Our previous attempt to reduce the NS contribution and variation to the Aβ burden measurement relied on the modeling in the standardized MNI-space of the SUVr as a linear combination of 2 templates representing the NS specific and Aβ deposition pattern [7]. This approach has advantages over the original implementation proposed by Whittington et al. [35] in that the templates are derived from a cross-sectional study using principal component analysis in lieu of parametric modeling of longitudinal Aβ PET data. Our newly proposed novel biomarker, SAβ_L, outperformed Aβ_L in association analyses with cognitive and functional tests when the cohort consisted of all the subjects or when it was limited to subjects with CeVD. However, Aβ_L showed higher associations when the analyses were performed on subjects with moderate to high amyloid levels only (supplemental Fig. 4). Aβ_L and SAβ_L computations follow very different processes. For instance, our SAβ_L implementation uses reference and target regions from the subject’s parcellated MRI to compute first the SUVr image and then to measure in native space the mean cortical SAβ_L, while Aβ_L computation uses generic regions defined in MNI space. Segmentation of the cortical gray matter from structural MRI of subjects with CeVD or with severe atrophy can be challenging and inaccurate. Further investigations are required to find definite answers, but measuring the mean cortical SAβ_L from the SAβ_L images in MNI space is conceptually feasible and will be tested in future developments.

The three networks underestimated the NS uptake in some central WM areas (Fig. 2 top) however without having a possible impact on the Aβ quantification in the GM. Additional analyses were conducted to understand the cause (see Supplementary Fig. 4). They revealed that the training dataset contained mostly PET scans with low NS binding (SUVr below 2), while most of the unseen scans exhibit higher NS binding. The reason behind this difference in NS binding in these central areas between training and unseen Aβ-PET scans is still unclear and will require further investigations. The limited number of training scans may partially explain this inhomogeneous repartition. The small sample size of the whole cohort (n = 172) definitively constitutes a limitation of this study. The training dataset was built using the 40 scans with the lowest amyloid levels. Increasing this number would expose the networks during the training phase with scans with higher specific amyloid uptakes. Inter-subject variations of the level of specific binding are unpredictable from the structural MRI. We suppose that in order to minimize the RMSE, networks such as ScaleNet produce estimates with a small positive offset that is constant across subjects and which corresponds to the average specific uptake across training data. This may explain why ScaleNet overestimates the NS in the reference region as this region does not contain specific uptake. Further investigations need to be done, however, if this compensation mechanism is demonstrated; this mean offset could be deduced using estimated NS uptakes in the reference region and removed globally from the NS estimates.

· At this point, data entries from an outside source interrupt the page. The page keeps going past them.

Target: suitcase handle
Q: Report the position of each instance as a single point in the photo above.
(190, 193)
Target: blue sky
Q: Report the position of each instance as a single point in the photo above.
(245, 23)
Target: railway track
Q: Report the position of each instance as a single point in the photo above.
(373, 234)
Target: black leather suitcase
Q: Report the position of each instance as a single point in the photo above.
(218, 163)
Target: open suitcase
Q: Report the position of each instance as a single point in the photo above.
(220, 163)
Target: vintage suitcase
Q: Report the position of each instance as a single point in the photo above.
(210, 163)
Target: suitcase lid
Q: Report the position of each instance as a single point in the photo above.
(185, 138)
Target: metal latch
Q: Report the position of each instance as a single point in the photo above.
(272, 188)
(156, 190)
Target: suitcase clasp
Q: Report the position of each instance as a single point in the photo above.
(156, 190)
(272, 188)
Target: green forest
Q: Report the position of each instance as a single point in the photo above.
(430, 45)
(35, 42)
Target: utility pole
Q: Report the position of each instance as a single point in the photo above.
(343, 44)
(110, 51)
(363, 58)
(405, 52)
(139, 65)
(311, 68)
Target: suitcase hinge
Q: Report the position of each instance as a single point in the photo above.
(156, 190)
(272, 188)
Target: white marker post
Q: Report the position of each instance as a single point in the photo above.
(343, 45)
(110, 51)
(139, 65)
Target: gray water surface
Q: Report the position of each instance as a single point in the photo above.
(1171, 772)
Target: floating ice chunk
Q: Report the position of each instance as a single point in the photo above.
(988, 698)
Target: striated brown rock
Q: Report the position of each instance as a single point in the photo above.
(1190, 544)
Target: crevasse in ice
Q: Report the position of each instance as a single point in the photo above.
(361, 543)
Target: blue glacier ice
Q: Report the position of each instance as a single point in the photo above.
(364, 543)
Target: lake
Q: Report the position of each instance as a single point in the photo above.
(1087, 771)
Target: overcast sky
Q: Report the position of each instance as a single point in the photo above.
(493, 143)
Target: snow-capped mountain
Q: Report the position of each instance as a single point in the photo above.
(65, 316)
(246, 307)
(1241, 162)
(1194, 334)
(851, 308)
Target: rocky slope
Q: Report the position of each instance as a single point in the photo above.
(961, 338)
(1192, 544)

Finally, Aβ-PET radiotracers, such as [¹⁸F]Amyvid, [¹⁸F]Neuraceq, [¹⁸F]Vizamyl, [¹⁸F]Flutafluranol, and [¹¹C]PiB, are known to differ from each other by their levels of NS and specific binding, making direct quantitative comparisons impossible. Removing the NS binding using networks specifically trained for each of these tracers and then normalizing the resulting specific images to a common scale (i.e., 0%–100%) could pave the way for optimal data harmonization in multicenter studies using various Aβ-PET tracers.

In conclusion, removing the undesirable NS uptake from the Aβ load measurement is possible using deep learning networks and substantially improves its accuracy. Multimodal ScaleNet outperformed other networks in predicting the NS content in cortical GM with a MRE below 2%. Compared to SUVr, the resulting Aβ load measurements with SAβ_L showed increases of up to 67% in its association with cognitive and functional test scores. This novel analysis approach paves the way for improved statistical analysis, data modeling, and data harmonization in AD, especially with CeVD with mixed pathological changes, and potentially for other neurodegenerative diseases that utilize PET imaging.